It is clear that traditional Inuvialuit culture shared a number of important traits with its Thule ancestor. Like the Inuvialuit, Thule people enjoyed a relatively elaborate hunting culture, with permanent sod-house winter villages, karigis, and at least the beginnings of social complexity. There are also clear differences. Thule sites are rare or absent even from upland areas unthreatened by coastal subsidence, areas well-endowed with later Inuvialuit sites. It seems reasonable to suppose that the Thule population was significantly smaller than that of the Inuvialuit, and that it was more restricted to coastal margins, where erosion and subsidence have been most active.

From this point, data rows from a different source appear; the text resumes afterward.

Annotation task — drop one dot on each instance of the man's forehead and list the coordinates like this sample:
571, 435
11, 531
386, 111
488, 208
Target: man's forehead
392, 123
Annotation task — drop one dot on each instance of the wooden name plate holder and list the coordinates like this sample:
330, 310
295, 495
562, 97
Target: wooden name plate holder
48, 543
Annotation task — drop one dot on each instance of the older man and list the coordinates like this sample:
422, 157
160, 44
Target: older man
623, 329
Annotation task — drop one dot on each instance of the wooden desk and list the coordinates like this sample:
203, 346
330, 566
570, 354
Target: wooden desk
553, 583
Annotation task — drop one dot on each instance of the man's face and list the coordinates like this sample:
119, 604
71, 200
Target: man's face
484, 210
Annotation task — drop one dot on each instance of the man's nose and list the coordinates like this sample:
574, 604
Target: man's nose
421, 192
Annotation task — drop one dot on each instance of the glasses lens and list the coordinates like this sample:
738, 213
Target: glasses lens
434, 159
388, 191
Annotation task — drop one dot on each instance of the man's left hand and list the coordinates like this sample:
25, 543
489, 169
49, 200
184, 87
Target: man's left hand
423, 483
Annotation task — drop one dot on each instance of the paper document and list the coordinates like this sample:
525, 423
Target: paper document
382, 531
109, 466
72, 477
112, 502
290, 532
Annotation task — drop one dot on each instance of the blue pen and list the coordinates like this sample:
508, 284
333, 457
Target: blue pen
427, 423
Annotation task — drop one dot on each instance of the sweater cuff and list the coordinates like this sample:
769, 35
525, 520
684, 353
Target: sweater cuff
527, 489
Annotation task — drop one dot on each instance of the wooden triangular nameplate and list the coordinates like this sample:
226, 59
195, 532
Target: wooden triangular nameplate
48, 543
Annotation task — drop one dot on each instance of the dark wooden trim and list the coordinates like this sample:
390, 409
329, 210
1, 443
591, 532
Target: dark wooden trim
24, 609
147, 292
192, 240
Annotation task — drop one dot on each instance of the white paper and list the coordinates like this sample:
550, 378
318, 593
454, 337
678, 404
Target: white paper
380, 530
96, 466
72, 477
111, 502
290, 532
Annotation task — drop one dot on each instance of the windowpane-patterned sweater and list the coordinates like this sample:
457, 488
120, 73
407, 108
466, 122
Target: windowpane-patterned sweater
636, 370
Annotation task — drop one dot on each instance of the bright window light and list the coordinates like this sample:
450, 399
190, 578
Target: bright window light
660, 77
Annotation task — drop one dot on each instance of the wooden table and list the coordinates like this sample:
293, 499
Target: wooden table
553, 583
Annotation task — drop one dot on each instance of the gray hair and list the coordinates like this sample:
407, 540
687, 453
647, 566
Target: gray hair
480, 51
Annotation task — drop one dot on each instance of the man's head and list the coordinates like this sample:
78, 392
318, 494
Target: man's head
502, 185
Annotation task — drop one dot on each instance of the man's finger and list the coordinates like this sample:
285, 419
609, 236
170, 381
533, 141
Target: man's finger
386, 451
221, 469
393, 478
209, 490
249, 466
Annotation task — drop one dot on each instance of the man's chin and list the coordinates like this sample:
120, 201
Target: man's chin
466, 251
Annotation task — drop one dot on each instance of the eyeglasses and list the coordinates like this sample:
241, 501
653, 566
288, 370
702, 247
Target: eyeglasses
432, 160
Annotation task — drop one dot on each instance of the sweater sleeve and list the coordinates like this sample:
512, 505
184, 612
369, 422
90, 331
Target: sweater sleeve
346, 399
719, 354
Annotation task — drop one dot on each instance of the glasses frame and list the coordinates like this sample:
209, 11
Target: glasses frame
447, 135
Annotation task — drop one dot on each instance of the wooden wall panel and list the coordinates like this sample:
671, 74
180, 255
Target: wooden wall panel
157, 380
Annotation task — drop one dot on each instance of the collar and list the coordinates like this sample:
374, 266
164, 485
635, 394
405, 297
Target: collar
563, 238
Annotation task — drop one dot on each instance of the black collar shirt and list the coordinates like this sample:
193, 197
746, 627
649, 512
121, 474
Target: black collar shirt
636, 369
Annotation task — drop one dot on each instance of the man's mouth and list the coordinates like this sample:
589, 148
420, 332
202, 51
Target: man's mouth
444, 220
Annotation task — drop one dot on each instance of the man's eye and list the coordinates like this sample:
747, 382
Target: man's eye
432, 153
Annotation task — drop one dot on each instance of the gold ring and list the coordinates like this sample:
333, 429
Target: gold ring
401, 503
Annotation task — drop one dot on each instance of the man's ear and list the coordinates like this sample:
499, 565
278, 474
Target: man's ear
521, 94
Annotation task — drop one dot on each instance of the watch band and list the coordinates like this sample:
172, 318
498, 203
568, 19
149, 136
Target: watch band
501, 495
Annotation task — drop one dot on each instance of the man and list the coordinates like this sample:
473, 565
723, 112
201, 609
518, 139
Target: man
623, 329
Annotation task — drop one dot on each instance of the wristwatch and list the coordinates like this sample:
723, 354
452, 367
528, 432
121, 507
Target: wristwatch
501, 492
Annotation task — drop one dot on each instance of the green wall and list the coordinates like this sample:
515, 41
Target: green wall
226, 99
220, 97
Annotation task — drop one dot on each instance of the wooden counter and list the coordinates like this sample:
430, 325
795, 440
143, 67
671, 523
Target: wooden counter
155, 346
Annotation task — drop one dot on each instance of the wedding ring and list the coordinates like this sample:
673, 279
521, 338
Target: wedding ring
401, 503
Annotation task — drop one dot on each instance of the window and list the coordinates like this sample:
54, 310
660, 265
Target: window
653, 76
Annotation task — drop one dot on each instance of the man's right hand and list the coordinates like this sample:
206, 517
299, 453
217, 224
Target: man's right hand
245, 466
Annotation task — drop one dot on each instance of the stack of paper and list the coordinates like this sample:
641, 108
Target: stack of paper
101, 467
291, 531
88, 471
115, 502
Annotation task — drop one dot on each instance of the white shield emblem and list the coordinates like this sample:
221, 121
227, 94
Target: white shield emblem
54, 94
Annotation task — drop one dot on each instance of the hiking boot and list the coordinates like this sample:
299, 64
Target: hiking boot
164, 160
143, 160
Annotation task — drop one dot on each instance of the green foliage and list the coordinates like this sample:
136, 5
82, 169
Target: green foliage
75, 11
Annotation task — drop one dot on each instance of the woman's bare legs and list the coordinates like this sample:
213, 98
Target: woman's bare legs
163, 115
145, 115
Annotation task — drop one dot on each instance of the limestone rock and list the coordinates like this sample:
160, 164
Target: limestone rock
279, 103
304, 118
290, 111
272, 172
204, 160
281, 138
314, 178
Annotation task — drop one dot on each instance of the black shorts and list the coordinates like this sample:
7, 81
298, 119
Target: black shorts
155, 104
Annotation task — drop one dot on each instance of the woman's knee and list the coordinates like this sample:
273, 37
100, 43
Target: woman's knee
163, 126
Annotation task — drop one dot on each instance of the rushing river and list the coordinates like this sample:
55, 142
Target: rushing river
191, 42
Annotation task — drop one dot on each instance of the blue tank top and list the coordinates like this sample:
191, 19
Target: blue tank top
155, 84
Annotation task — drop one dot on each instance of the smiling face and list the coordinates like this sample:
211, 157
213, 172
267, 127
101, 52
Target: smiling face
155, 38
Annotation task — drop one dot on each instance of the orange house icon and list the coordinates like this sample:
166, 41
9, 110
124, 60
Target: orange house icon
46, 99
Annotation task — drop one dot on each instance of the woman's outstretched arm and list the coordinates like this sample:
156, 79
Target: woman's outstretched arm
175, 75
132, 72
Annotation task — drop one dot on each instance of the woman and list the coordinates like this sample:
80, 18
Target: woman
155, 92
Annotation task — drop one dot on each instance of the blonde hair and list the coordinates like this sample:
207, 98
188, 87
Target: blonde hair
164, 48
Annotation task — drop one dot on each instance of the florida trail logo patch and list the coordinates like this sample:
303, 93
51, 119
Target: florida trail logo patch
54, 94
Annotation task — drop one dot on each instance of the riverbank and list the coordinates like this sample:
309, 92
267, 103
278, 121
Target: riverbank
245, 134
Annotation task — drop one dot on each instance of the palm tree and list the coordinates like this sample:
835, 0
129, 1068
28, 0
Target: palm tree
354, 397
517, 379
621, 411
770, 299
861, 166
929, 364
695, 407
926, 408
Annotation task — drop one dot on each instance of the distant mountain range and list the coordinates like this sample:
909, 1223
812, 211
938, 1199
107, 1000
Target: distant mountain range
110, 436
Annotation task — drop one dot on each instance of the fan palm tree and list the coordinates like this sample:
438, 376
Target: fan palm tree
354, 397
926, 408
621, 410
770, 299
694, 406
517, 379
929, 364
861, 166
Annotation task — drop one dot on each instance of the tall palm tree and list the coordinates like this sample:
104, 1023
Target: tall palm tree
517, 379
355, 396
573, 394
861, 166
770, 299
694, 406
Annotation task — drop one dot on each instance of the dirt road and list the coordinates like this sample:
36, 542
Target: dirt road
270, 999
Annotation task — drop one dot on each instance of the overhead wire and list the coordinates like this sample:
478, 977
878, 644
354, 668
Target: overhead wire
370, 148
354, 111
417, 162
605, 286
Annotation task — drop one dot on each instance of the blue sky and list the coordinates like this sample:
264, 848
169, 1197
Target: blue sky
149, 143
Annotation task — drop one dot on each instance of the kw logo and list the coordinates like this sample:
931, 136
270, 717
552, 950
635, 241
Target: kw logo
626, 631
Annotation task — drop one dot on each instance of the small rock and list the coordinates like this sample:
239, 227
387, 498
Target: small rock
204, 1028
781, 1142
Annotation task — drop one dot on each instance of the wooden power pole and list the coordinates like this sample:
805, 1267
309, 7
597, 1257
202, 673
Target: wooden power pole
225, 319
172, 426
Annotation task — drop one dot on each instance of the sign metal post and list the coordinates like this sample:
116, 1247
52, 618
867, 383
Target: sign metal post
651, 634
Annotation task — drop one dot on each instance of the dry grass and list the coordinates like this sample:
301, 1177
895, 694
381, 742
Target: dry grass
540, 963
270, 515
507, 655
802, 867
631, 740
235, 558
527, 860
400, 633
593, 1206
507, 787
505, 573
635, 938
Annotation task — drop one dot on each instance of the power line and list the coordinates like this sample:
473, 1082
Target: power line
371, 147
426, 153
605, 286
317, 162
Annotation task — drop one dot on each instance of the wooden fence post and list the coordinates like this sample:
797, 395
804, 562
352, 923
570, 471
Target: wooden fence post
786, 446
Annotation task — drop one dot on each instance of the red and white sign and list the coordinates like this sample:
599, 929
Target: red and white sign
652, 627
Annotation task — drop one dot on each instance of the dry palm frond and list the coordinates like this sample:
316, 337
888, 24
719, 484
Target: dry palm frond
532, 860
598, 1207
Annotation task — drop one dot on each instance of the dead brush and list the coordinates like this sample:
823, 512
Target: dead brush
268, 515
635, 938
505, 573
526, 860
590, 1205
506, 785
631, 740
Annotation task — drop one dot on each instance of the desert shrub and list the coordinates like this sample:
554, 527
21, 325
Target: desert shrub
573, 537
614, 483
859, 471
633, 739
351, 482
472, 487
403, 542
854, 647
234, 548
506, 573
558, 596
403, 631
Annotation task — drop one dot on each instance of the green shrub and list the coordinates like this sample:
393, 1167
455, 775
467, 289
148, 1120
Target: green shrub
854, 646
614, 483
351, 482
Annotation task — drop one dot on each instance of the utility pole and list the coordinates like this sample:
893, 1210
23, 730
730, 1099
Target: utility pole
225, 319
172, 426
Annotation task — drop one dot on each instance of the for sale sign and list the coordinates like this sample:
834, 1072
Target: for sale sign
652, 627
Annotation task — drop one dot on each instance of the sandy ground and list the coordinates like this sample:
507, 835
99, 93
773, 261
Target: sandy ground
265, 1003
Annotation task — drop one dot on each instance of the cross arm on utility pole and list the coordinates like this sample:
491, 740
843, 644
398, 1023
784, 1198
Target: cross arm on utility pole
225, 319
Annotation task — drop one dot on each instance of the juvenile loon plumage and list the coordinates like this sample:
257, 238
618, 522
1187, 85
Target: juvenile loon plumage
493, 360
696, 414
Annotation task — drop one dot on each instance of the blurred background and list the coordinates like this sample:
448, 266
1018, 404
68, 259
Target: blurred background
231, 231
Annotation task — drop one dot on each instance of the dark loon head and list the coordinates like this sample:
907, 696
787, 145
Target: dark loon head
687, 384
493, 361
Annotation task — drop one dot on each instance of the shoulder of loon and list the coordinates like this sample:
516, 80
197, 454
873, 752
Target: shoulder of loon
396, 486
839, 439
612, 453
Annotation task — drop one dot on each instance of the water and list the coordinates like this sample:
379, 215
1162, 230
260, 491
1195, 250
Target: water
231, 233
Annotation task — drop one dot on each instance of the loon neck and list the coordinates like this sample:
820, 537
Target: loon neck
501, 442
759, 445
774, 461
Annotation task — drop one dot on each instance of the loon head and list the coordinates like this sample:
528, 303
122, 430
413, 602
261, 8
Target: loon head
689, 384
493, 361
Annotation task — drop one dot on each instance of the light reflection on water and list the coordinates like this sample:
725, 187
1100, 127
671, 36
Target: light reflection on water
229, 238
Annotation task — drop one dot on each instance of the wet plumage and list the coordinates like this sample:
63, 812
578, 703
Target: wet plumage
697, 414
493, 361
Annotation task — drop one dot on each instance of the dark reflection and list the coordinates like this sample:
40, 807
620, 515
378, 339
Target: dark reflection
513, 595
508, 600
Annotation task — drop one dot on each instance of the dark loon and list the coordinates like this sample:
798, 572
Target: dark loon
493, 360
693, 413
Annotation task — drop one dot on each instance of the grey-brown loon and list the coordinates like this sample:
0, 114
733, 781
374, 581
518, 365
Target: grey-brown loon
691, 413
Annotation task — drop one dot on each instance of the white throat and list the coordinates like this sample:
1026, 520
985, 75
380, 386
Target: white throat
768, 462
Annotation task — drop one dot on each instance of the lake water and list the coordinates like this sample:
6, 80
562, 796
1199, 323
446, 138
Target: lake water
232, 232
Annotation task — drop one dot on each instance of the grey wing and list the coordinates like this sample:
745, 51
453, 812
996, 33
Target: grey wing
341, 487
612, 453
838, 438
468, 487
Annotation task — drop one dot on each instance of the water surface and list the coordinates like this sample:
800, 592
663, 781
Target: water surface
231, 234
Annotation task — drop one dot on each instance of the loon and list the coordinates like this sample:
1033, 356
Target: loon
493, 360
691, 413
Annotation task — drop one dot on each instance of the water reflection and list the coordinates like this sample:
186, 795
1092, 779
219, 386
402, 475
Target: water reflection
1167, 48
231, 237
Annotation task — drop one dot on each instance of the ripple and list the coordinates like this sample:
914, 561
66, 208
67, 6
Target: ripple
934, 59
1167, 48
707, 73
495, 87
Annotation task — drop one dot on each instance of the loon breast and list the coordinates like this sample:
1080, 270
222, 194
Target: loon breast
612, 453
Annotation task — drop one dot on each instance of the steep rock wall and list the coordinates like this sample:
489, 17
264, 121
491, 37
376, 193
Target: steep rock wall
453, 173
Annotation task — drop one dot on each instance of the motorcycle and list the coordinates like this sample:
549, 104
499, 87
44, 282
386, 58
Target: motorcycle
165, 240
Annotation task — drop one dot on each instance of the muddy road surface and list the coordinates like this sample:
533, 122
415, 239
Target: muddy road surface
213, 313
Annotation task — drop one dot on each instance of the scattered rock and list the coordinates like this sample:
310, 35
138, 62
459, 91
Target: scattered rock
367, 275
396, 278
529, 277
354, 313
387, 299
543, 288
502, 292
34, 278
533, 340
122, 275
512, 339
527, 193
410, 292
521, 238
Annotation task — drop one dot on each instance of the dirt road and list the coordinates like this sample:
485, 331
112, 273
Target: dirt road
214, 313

Other important differences include an absence of fish-netting gear in Thule, and an Inuvialuit commitment to the communal kayak-based hunting of beluga whales which transcends anything seen in Thule. The adoption of both seem to have been pivotal in the transition from Thule to Inuvialuit culture, an event which the earliest Inuvialuit radiocarbon dates suggest happened sometime in the late thirteenth century A.D.
Inuvialuit culture proved remarkably successful and stable, apparently much better adapted to the riverine environments of the western Canadian Arctic than its Thule predecessor. From its origins about seven hundred years ago to the time of European contact five hundred years later, very little in the way of cultural change is apparent in the archaeological record. But changes were just around the corner.